The moral of this story? Make sure you are conducting a thorough RIS review at least once a year.

What Your RIS Review Should Consider

When you’re conducting a review, it’s important to go into it knowing what to look for. So, when you dive into your annual RIS review, what areas do you need to consider? Below are some key points to help structure your approach.

  • Understand who is affected.

    You need to consider the doctors, the technologies, and the coding and billing staff. Are they provided the correct information required to do their job well?

  • Ensure any updates are implemented correctly.

    As previously noted, your RIS should receive frequent updates, and it’s important to ensure that they are all set up correctly. Have all affected modalities and orderables been updated as well?

  • Check your descriptors.

    The descriptors within your RIS are what your technologists are relying on to select the correct exam. Don’t assume that because something has always been shortened to a specific phrase that it will be clear—you want everyone, from the 20-year veteran to the brand-new tech, to clearly understand what they are selecting.

  • Double-check reoccurring issues.

    Check in with your coders to see if there are specific problems hitting their work queue that they see over and over again. Any repeat offenders may be an issue within the RIS setup itself. This means that you could have claims making it through the scrubber with the same issue, setting you up for compliance issues.

The End Goal

Of course, the end goal of any RIS review is identifying and correcting issues to ensure you’re not creating any reimbursement or compliance problems.
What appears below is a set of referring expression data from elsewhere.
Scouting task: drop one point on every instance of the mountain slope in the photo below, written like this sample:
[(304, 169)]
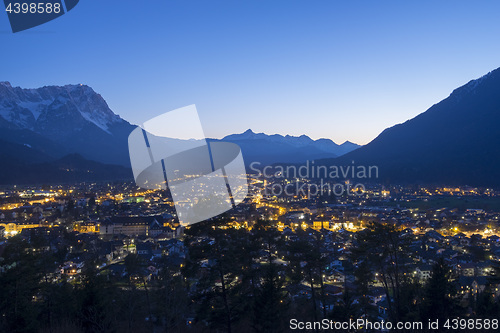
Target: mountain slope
[(61, 120), (455, 142), (269, 149)]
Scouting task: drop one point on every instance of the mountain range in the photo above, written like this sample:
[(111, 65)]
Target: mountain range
[(46, 132), (454, 142), (44, 129)]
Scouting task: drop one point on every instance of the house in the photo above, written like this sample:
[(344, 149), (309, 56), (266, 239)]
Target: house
[(424, 272)]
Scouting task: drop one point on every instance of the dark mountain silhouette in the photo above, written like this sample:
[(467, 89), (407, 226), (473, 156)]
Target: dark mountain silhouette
[(269, 149), (64, 120)]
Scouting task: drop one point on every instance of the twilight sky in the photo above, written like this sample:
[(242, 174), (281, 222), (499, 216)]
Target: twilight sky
[(343, 70)]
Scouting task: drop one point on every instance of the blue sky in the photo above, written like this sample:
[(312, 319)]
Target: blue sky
[(343, 70)]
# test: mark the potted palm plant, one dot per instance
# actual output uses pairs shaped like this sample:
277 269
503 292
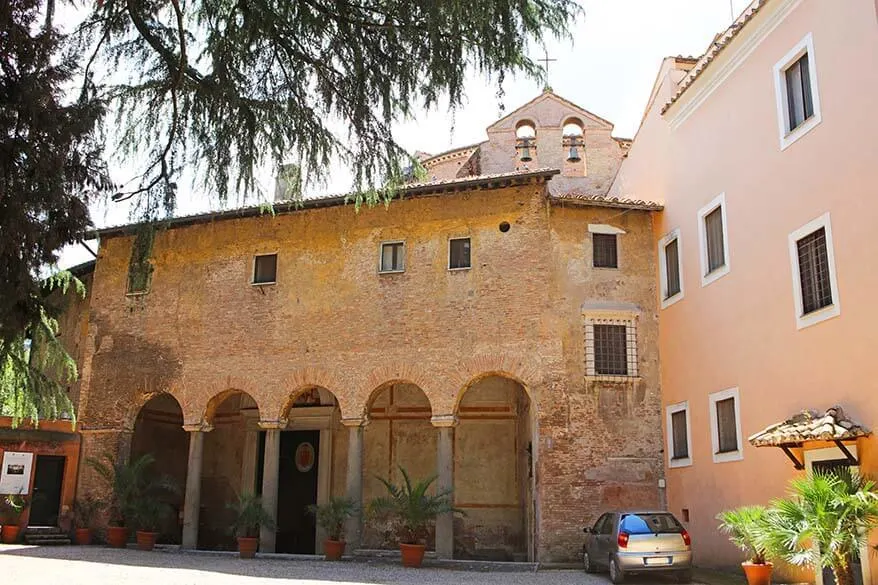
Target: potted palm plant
331 517
744 526
250 516
85 510
824 522
411 508
129 483
12 507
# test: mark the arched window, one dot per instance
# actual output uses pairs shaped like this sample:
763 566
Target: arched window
525 140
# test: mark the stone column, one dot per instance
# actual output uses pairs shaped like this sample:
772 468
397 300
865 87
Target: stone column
354 527
192 502
271 466
445 483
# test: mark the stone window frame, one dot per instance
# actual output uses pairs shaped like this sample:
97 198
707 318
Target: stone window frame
625 317
671 410
828 312
727 456
802 48
381 256
710 276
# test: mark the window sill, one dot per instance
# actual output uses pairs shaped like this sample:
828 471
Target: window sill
791 137
818 316
715 275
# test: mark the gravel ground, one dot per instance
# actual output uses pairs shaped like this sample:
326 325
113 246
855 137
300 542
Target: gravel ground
89 565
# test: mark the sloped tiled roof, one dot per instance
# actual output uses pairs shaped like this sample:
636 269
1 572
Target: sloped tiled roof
808 425
720 42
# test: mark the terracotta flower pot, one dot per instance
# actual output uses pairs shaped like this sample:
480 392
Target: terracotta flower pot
117 536
333 549
9 533
83 536
758 574
412 554
146 540
247 547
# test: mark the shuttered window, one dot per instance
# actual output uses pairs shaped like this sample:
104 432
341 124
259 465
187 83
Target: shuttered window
605 251
610 350
714 241
814 271
678 432
672 266
726 425
800 103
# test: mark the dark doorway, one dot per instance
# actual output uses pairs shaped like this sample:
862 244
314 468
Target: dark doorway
297 489
48 479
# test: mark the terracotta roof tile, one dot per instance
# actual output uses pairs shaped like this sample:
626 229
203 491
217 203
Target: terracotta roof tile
808 425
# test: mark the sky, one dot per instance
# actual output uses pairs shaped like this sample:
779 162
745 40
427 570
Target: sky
607 67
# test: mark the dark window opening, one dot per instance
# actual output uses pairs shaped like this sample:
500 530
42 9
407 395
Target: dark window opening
459 253
611 350
814 272
605 250
800 103
265 269
726 427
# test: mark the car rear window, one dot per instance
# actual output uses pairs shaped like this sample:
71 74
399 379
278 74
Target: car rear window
649 524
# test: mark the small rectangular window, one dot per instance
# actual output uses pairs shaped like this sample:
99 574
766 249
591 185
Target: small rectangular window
605 251
814 271
265 269
672 262
611 350
799 101
678 430
713 230
392 257
727 428
459 253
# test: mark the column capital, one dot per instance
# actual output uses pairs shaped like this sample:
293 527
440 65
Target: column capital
355 422
444 421
199 427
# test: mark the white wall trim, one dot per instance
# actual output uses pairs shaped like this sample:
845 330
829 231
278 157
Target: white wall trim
708 277
830 311
714 427
667 301
737 52
787 137
669 411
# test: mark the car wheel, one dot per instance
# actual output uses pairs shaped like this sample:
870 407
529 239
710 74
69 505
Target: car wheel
587 564
616 574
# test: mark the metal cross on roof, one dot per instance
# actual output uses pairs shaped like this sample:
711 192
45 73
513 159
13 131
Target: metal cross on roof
546 60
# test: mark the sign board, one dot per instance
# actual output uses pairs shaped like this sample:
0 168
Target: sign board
15 474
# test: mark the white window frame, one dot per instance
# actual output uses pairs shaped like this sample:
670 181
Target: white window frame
381 256
667 301
670 410
449 253
829 311
717 202
787 137
714 426
253 269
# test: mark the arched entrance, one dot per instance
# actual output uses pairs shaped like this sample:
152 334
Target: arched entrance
399 434
493 469
228 466
158 431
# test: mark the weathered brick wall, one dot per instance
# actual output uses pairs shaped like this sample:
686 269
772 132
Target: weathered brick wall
332 321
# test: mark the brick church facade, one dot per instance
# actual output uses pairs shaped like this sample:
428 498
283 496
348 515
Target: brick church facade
496 326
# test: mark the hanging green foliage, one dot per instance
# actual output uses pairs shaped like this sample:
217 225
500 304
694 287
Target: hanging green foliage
35 369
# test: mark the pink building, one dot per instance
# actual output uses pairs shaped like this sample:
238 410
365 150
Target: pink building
763 154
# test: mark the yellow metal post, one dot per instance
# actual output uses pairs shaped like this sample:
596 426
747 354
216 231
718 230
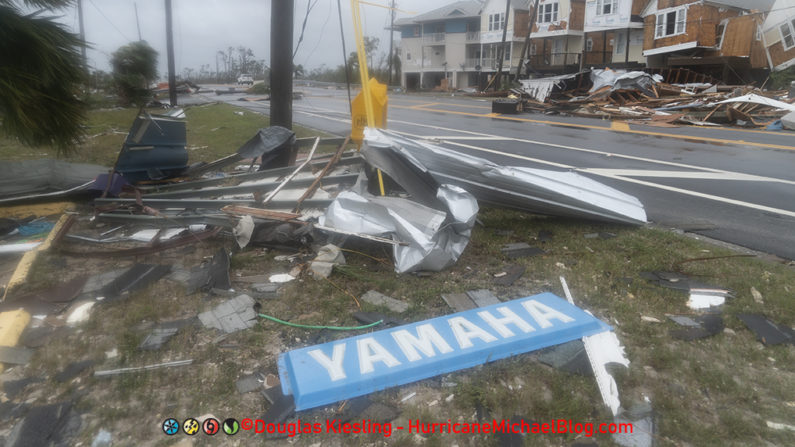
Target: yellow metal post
363 74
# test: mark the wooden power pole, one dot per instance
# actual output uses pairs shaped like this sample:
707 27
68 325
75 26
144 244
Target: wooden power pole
282 63
82 34
501 50
172 78
391 41
526 44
Here are several guiding principles to keep in mind as you pursue the goal of maintaining a healthy RIS:

  • Ensure your technologists know how your system works and what their protocols are.

    This means that your descriptors need to be clear so that technologists understand what procedures to select and are not selecting multiple services because they don’t realize one service is a component and therefore covered under another procedure they’ve already selected.

  • Ensure the codes and descriptors are linked correctly.

    This helps you avoid incorrect billing—either over- or under-coding—and minimizes your compliance risk.

  • Ensure your coders understand how the RIS works.

    If they understand how services are set up within the RIS, then they will understand when they need to escalate an issue so that it can be corrected within the RIS, instead of correcting it in the claim they’re working on and moving on to the next one.